We have been running our own Operating System, networking stack and application on the board using Code Composer Studio and XDS510 emulator. While testing our application for longer duration, we have been seeing a problem for quite some time. Our program counter jumps to an undesired memory location which eventually results in an exception. The error can take from a few minutes to a few hours to appear. This test application is just a networking application that continuously transfers data using the TI EMAC ethernet controller at a high throughput.
While investigating, we have found that at the time of crash, the program counter holds a value that is distorted version of the expected value. For example, if the expected program counter value was 0x80011270, the program counter contains the value 0x82011270. We have thoroughly verified that its not our code that is changing the value of program counter in such fashion. As for any operating system, there are stack pop operations that modify the value of program counter but the memory location from where such values are popped contains correct values.
Furthermore, we have found that when the program counter is found to have this incorrect value, if we try to readjust the value to the correct one(0x80011270) and then try to execute the instruction, the program counter again returns to the incorrect value (0x82011270). However, if we update the memory location pointed by 0x80011270 i.e. update the opcode or flush instruction cache at this point, the processor is able to execute the instruction at 0x80011270.

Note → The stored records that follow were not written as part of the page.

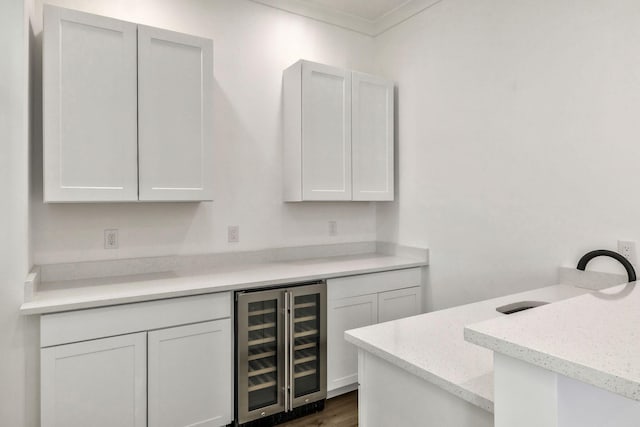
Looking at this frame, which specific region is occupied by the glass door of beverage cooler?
[287,283,327,408]
[236,290,287,423]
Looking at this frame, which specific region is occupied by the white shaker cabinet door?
[327,294,378,391]
[352,71,394,201]
[302,61,351,200]
[149,319,233,427]
[378,286,422,323]
[138,25,213,201]
[41,332,147,427]
[43,5,138,202]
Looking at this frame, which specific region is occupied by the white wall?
[32,0,376,264]
[0,0,38,426]
[376,0,640,308]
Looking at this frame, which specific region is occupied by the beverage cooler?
[235,282,327,426]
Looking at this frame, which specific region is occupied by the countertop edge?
[344,331,494,413]
[20,258,428,315]
[464,325,640,401]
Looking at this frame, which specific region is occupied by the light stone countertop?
[20,253,428,314]
[465,282,640,400]
[345,285,589,412]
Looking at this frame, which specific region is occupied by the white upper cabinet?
[284,61,393,202]
[351,71,394,201]
[43,5,213,202]
[138,25,213,200]
[43,5,138,202]
[284,61,351,201]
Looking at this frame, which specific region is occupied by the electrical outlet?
[329,221,338,236]
[618,240,638,265]
[227,225,240,243]
[104,229,118,249]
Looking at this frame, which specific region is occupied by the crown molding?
[250,0,444,37]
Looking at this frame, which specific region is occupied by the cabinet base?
[235,399,326,427]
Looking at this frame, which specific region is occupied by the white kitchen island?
[345,285,592,427]
[465,282,640,427]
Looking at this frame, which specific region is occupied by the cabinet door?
[327,294,378,391]
[352,71,394,200]
[302,62,351,200]
[378,286,422,322]
[43,5,138,202]
[149,319,233,427]
[138,25,213,201]
[41,333,147,427]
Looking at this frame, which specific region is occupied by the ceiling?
[251,0,444,36]
[301,0,411,21]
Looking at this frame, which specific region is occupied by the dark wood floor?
[279,391,358,427]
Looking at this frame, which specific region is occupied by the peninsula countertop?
[345,285,589,412]
[465,282,640,400]
[20,253,428,314]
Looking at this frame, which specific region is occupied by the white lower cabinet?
[327,294,378,390]
[40,293,233,427]
[148,319,232,427]
[41,332,147,427]
[327,268,422,397]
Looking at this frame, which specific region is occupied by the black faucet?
[576,249,636,282]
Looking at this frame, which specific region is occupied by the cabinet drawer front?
[40,292,231,347]
[327,268,422,300]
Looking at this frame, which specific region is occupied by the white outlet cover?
[104,228,118,249]
[227,225,240,243]
[329,221,338,236]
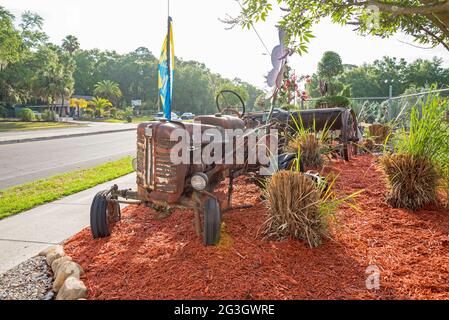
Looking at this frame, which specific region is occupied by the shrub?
[315,96,351,108]
[381,90,449,210]
[17,108,36,121]
[42,109,56,121]
[381,153,438,210]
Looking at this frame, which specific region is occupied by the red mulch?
[65,155,449,299]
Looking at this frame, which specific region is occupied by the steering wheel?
[215,89,245,119]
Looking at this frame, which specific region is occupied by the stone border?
[39,245,87,300]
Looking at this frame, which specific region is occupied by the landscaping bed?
[64,155,449,299]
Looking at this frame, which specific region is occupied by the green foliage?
[42,109,56,121]
[0,6,22,66]
[317,51,343,81]
[357,101,388,124]
[0,6,261,117]
[238,0,449,54]
[394,94,449,165]
[91,97,112,117]
[61,35,80,54]
[315,96,351,108]
[16,108,36,121]
[94,80,122,105]
[382,94,449,210]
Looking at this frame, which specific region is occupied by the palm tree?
[62,35,80,54]
[94,80,122,105]
[91,97,112,116]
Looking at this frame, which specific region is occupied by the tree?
[318,51,344,95]
[318,51,343,81]
[0,6,22,71]
[62,35,80,54]
[94,80,122,105]
[19,11,48,49]
[233,0,449,54]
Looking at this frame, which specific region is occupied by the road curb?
[0,127,137,145]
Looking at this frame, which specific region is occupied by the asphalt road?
[0,131,136,189]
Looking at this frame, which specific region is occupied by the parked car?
[154,112,181,121]
[181,112,195,120]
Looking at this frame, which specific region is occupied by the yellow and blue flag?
[158,17,175,120]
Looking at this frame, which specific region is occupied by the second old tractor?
[90,92,357,245]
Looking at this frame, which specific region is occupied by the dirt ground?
[65,155,449,299]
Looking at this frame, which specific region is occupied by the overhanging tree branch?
[347,0,449,14]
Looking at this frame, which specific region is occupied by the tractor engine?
[136,115,244,204]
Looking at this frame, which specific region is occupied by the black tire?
[203,197,221,246]
[90,191,120,239]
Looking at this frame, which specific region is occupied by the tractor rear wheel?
[90,190,121,239]
[203,197,221,246]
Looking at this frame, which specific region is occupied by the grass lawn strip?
[0,156,133,219]
[0,121,83,132]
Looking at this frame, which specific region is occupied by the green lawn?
[0,121,81,132]
[0,157,133,220]
[84,116,154,123]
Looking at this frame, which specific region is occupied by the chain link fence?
[300,88,449,126]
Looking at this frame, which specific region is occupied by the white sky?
[0,0,449,87]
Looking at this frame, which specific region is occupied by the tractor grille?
[153,139,177,193]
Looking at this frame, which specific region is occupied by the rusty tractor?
[90,91,356,245]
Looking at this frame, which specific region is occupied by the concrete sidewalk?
[0,173,136,274]
[0,121,137,145]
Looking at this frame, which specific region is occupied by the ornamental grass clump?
[381,153,438,210]
[287,116,332,169]
[260,170,361,248]
[288,133,324,168]
[381,94,449,210]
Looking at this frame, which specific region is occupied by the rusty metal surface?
[193,114,245,129]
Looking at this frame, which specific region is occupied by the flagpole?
[167,0,172,120]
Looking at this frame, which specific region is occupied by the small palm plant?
[381,94,449,210]
[91,97,112,116]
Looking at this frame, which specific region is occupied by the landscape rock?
[44,245,65,266]
[0,256,53,300]
[51,256,72,277]
[56,277,87,300]
[53,261,84,292]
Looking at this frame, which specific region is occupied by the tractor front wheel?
[203,197,221,246]
[90,191,120,239]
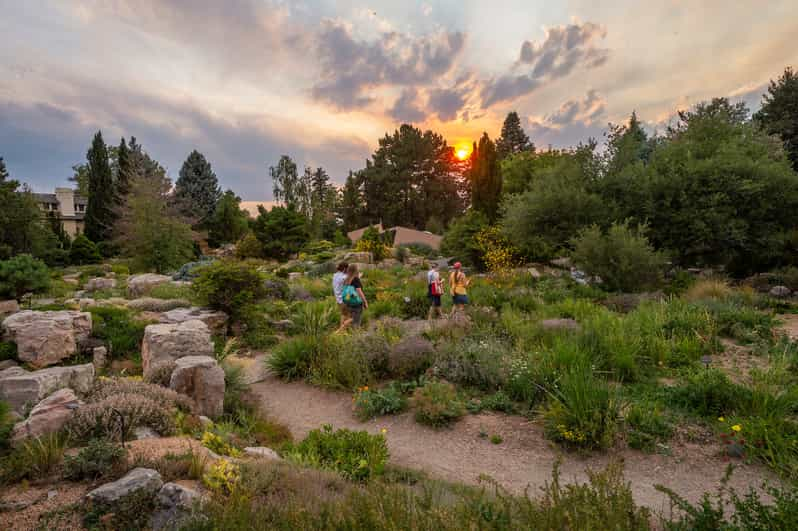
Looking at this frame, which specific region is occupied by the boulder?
[141,319,213,380]
[83,277,116,292]
[160,306,227,335]
[169,356,224,418]
[127,297,191,312]
[86,468,163,506]
[3,310,91,368]
[127,273,172,298]
[0,299,19,321]
[11,388,82,446]
[150,483,202,531]
[0,363,94,413]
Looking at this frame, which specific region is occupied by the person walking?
[427,262,443,320]
[449,262,471,318]
[338,264,369,332]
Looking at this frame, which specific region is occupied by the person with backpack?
[449,262,471,318]
[427,262,443,320]
[338,264,369,332]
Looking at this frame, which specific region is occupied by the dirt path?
[252,377,773,510]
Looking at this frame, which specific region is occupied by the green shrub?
[64,439,127,481]
[284,425,388,481]
[412,380,465,428]
[354,386,407,421]
[89,306,147,358]
[0,254,50,299]
[543,367,620,448]
[193,260,265,319]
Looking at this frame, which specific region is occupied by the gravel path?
[251,376,773,510]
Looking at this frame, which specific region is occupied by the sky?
[0,0,798,201]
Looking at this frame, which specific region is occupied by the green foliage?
[572,222,665,291]
[64,439,127,481]
[0,254,50,299]
[193,260,265,319]
[411,380,465,428]
[284,425,388,481]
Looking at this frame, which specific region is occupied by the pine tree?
[84,131,115,243]
[496,111,535,159]
[174,150,222,226]
[469,133,502,220]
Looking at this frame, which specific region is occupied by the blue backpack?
[341,284,363,306]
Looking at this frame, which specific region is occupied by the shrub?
[572,222,665,291]
[89,306,147,358]
[412,380,465,428]
[354,386,407,421]
[64,439,127,481]
[0,254,50,299]
[285,424,388,481]
[193,260,265,319]
[543,367,620,448]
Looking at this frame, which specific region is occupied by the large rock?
[127,273,172,298]
[141,319,213,379]
[127,297,191,312]
[169,356,224,418]
[11,388,82,445]
[150,483,202,531]
[86,468,163,506]
[83,277,116,292]
[3,310,91,368]
[0,363,94,413]
[160,306,227,335]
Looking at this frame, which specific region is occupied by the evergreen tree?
[174,150,222,227]
[496,111,535,159]
[85,131,115,243]
[755,68,798,171]
[469,133,502,220]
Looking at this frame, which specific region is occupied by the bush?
[64,439,127,481]
[193,260,265,319]
[412,380,465,428]
[0,254,50,299]
[572,222,665,291]
[354,386,407,421]
[543,367,620,448]
[284,425,388,481]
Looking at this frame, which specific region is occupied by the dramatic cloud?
[482,22,609,108]
[311,20,465,110]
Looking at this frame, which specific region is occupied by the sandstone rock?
[11,388,82,445]
[141,319,213,379]
[127,273,172,298]
[86,468,163,506]
[0,299,19,321]
[127,297,191,312]
[160,306,227,335]
[150,483,201,531]
[244,446,283,461]
[3,310,91,367]
[169,356,224,418]
[0,363,94,413]
[83,277,116,292]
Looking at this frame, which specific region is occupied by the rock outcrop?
[3,310,91,368]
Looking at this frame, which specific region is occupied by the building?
[347,224,443,251]
[33,188,88,238]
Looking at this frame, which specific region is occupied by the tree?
[208,190,249,247]
[174,150,222,227]
[496,111,535,159]
[85,131,116,242]
[755,68,798,171]
[117,171,194,273]
[469,133,502,220]
[252,205,310,260]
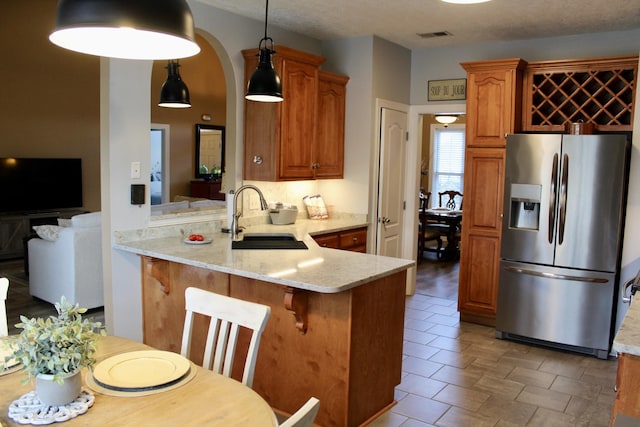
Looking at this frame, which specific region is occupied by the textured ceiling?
[198,0,640,49]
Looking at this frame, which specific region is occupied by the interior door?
[376,108,407,257]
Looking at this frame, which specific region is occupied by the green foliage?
[5,296,106,383]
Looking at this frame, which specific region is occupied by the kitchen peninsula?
[115,220,414,426]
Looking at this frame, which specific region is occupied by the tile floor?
[371,294,617,427]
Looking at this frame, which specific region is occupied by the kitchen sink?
[231,233,309,249]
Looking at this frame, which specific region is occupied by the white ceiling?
[199,0,640,49]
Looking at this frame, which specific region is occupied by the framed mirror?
[195,123,224,181]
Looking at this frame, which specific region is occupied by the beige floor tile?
[474,375,525,400]
[478,395,537,426]
[391,394,450,424]
[402,341,440,359]
[433,384,491,412]
[431,365,484,387]
[436,407,498,427]
[396,374,447,398]
[540,357,584,378]
[527,408,586,427]
[550,375,602,400]
[429,350,475,368]
[507,366,556,388]
[429,336,470,353]
[516,386,571,412]
[402,357,442,377]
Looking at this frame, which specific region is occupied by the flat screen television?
[0,157,83,213]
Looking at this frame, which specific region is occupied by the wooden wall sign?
[427,79,467,101]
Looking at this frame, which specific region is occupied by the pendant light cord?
[258,0,275,53]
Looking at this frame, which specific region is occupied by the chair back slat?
[180,287,271,387]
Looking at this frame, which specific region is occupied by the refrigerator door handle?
[549,153,558,244]
[558,153,569,245]
[504,267,608,283]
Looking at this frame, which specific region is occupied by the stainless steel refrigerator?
[496,134,631,358]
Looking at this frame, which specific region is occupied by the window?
[431,125,464,207]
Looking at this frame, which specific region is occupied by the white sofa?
[28,212,104,308]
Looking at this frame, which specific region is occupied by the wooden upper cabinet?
[313,71,349,178]
[522,55,638,132]
[461,58,526,147]
[242,46,346,181]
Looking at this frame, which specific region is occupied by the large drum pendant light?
[245,0,283,102]
[158,61,191,108]
[49,0,200,59]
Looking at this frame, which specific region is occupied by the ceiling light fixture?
[442,0,491,4]
[158,60,191,108]
[49,0,200,59]
[436,114,458,126]
[245,0,283,102]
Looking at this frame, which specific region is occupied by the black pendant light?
[245,0,283,102]
[49,0,200,59]
[158,60,191,108]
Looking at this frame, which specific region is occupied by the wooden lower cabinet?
[312,227,367,253]
[458,148,505,326]
[611,353,640,426]
[142,257,406,426]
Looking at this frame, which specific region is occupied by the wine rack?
[522,56,638,132]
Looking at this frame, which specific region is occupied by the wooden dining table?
[0,336,277,427]
[418,208,462,260]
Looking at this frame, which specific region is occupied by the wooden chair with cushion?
[180,288,271,387]
[0,277,9,337]
[418,191,442,262]
[280,397,320,427]
[438,190,462,211]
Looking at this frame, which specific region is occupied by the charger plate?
[93,350,190,391]
[84,363,198,397]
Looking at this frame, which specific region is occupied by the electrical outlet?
[131,162,140,179]
[249,194,260,210]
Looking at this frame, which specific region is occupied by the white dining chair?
[180,288,271,387]
[280,397,320,427]
[0,277,9,337]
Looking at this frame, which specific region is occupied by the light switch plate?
[131,162,140,179]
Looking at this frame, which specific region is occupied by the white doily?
[8,390,95,425]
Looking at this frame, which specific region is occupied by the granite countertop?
[612,299,640,356]
[114,219,415,293]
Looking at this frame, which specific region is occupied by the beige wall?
[150,35,227,200]
[0,0,100,211]
[0,0,226,211]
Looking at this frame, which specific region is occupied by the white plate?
[184,237,213,245]
[93,350,190,389]
[0,340,20,372]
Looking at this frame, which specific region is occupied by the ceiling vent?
[418,31,453,39]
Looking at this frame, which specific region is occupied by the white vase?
[36,370,82,406]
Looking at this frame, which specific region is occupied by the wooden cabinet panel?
[462,59,526,149]
[611,353,640,425]
[458,58,526,325]
[313,71,349,178]
[242,46,348,181]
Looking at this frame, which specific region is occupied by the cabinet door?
[458,148,505,325]
[462,59,525,147]
[313,71,349,178]
[279,58,318,179]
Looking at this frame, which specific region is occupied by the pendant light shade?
[49,0,200,59]
[436,114,458,125]
[158,61,191,108]
[245,0,283,102]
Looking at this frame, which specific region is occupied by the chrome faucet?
[229,184,269,240]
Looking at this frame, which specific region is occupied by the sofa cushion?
[71,212,102,228]
[33,225,62,242]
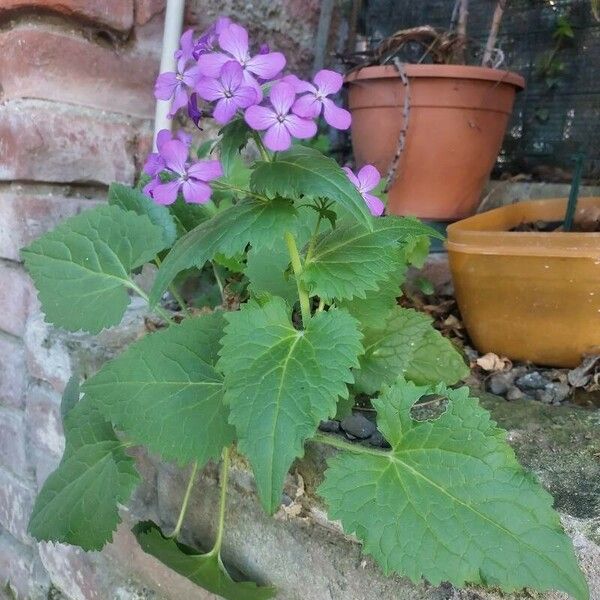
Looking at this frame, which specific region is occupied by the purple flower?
[196,60,260,125]
[245,81,317,151]
[144,140,223,204]
[175,29,196,70]
[192,17,231,60]
[143,129,192,177]
[188,92,202,130]
[344,165,385,217]
[290,69,352,129]
[154,58,200,117]
[198,23,285,97]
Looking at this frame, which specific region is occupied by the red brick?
[0,467,35,544]
[0,185,102,261]
[0,333,27,408]
[0,259,32,336]
[0,0,133,32]
[0,25,160,118]
[0,407,30,477]
[0,100,152,184]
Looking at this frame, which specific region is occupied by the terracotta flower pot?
[346,65,525,220]
[447,198,600,367]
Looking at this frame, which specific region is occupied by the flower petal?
[269,81,296,115]
[264,121,292,152]
[198,52,231,78]
[213,96,238,125]
[196,77,225,102]
[284,115,317,140]
[356,165,381,192]
[169,85,188,117]
[181,179,212,204]
[154,71,179,100]
[219,23,248,63]
[342,167,360,189]
[221,60,243,91]
[313,69,344,96]
[188,160,223,181]
[152,180,181,204]
[244,105,278,131]
[292,94,323,119]
[246,52,285,79]
[323,98,352,129]
[363,194,385,217]
[160,140,188,175]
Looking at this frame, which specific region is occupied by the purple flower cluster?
[144,17,383,215]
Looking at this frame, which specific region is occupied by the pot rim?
[446,197,600,260]
[344,64,525,90]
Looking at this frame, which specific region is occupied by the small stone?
[319,419,340,433]
[506,385,523,402]
[487,373,512,396]
[340,415,376,440]
[516,371,549,391]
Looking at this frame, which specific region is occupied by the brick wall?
[0,0,319,600]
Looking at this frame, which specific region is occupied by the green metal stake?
[563,154,585,231]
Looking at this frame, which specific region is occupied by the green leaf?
[218,298,362,513]
[21,206,165,333]
[245,247,298,306]
[29,386,140,550]
[132,521,276,600]
[302,218,408,300]
[219,118,251,177]
[150,198,297,304]
[83,313,234,465]
[355,306,469,394]
[108,183,177,247]
[319,379,588,600]
[250,145,375,228]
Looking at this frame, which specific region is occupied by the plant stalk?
[211,447,231,554]
[171,462,198,538]
[285,231,310,327]
[481,0,507,67]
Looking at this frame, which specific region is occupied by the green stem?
[154,256,192,317]
[312,433,390,457]
[128,281,173,325]
[210,447,230,554]
[285,231,310,327]
[171,462,198,538]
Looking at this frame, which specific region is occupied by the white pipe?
[153,0,185,151]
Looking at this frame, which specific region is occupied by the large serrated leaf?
[319,379,588,600]
[302,218,399,300]
[150,198,297,304]
[133,521,275,600]
[108,183,177,247]
[29,382,140,550]
[83,313,234,465]
[21,206,165,333]
[218,298,362,513]
[355,306,469,394]
[250,145,374,228]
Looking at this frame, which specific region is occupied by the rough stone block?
[0,188,103,261]
[0,0,133,32]
[0,467,35,545]
[0,25,160,118]
[0,100,152,184]
[0,332,27,408]
[0,259,32,336]
[0,407,29,477]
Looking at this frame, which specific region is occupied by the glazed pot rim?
[446,197,600,260]
[344,64,525,90]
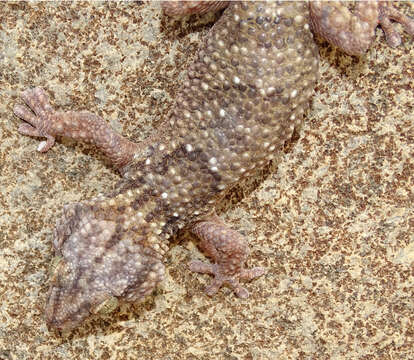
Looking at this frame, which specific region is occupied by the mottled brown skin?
[14,1,414,329]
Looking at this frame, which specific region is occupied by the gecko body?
[15,1,414,329]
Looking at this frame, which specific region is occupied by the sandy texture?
[0,2,414,359]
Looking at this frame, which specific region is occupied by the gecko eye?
[91,296,119,315]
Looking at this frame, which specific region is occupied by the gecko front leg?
[189,216,266,298]
[14,87,138,168]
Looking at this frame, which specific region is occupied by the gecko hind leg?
[189,216,266,298]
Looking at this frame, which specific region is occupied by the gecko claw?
[13,88,55,152]
[188,260,266,299]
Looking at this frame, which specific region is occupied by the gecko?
[14,1,414,330]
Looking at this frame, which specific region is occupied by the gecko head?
[45,204,164,330]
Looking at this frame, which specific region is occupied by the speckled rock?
[0,2,414,359]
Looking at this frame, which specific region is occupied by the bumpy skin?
[15,1,413,329]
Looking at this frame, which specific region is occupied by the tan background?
[0,2,414,360]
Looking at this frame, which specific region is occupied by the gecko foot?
[188,260,266,299]
[13,87,55,152]
[188,216,266,298]
[378,2,414,47]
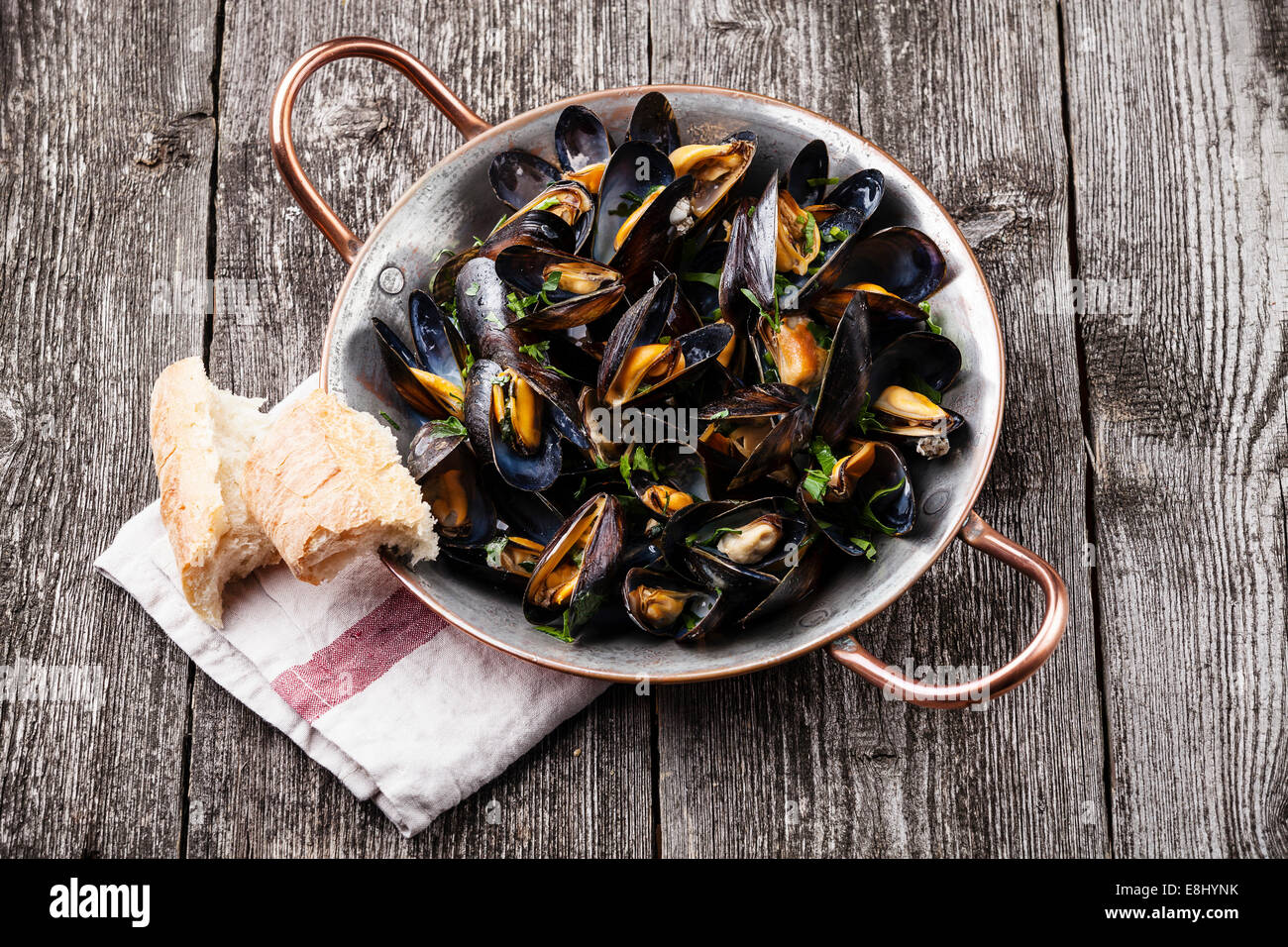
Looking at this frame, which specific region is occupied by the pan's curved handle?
[828,510,1069,708]
[268,36,492,264]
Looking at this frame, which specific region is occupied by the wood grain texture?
[188,0,653,856]
[653,0,1108,856]
[0,0,215,857]
[1066,1,1288,857]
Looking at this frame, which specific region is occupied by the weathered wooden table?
[0,0,1288,857]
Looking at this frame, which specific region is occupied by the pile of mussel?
[374,93,963,642]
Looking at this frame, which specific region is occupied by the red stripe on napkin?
[273,588,447,723]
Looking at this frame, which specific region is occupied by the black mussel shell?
[555,106,613,171]
[496,246,626,331]
[429,210,577,305]
[787,138,828,207]
[622,569,729,642]
[592,142,675,263]
[811,283,926,352]
[662,496,810,592]
[670,129,757,226]
[847,227,948,303]
[738,530,825,627]
[718,177,778,336]
[523,493,626,637]
[456,257,515,359]
[486,150,563,210]
[407,290,467,385]
[407,421,496,546]
[596,275,733,407]
[781,207,863,309]
[870,333,962,399]
[679,240,729,322]
[503,351,590,451]
[799,441,917,558]
[465,359,563,489]
[812,292,872,445]
[507,177,595,253]
[630,442,711,519]
[371,317,464,417]
[698,384,811,489]
[628,91,680,155]
[827,167,885,227]
[609,176,693,296]
[480,467,566,546]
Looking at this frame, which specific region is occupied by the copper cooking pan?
[270,38,1069,707]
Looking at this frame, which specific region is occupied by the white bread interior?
[242,390,438,585]
[150,359,277,627]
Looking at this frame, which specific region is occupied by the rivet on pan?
[921,489,948,515]
[802,608,832,627]
[380,266,403,296]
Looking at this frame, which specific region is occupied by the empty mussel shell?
[465,359,563,489]
[622,567,730,642]
[486,150,562,210]
[523,493,625,638]
[846,227,948,303]
[496,246,626,331]
[799,438,917,557]
[787,138,828,207]
[407,420,496,546]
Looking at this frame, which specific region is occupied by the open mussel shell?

It seems that something is wrong with either the DDR2 memory or the SDRAM controller that is controlling the DDR2 memory. We are using the GEL files available from Spectrum Digital website at:
http://c6000.spectrumdigital.com/davincievm/revf/
We have also tried the older GEL file placed at:
http://c6000.spectrumdigital.com/davincievm/revd/
We would like to know if there is something that can go wrong with hardware configuration or there is something related to the processor that can cause this issue.
The processor errata document does not contain any mention to an issue that looks similar. We would appreciate any help in this regard.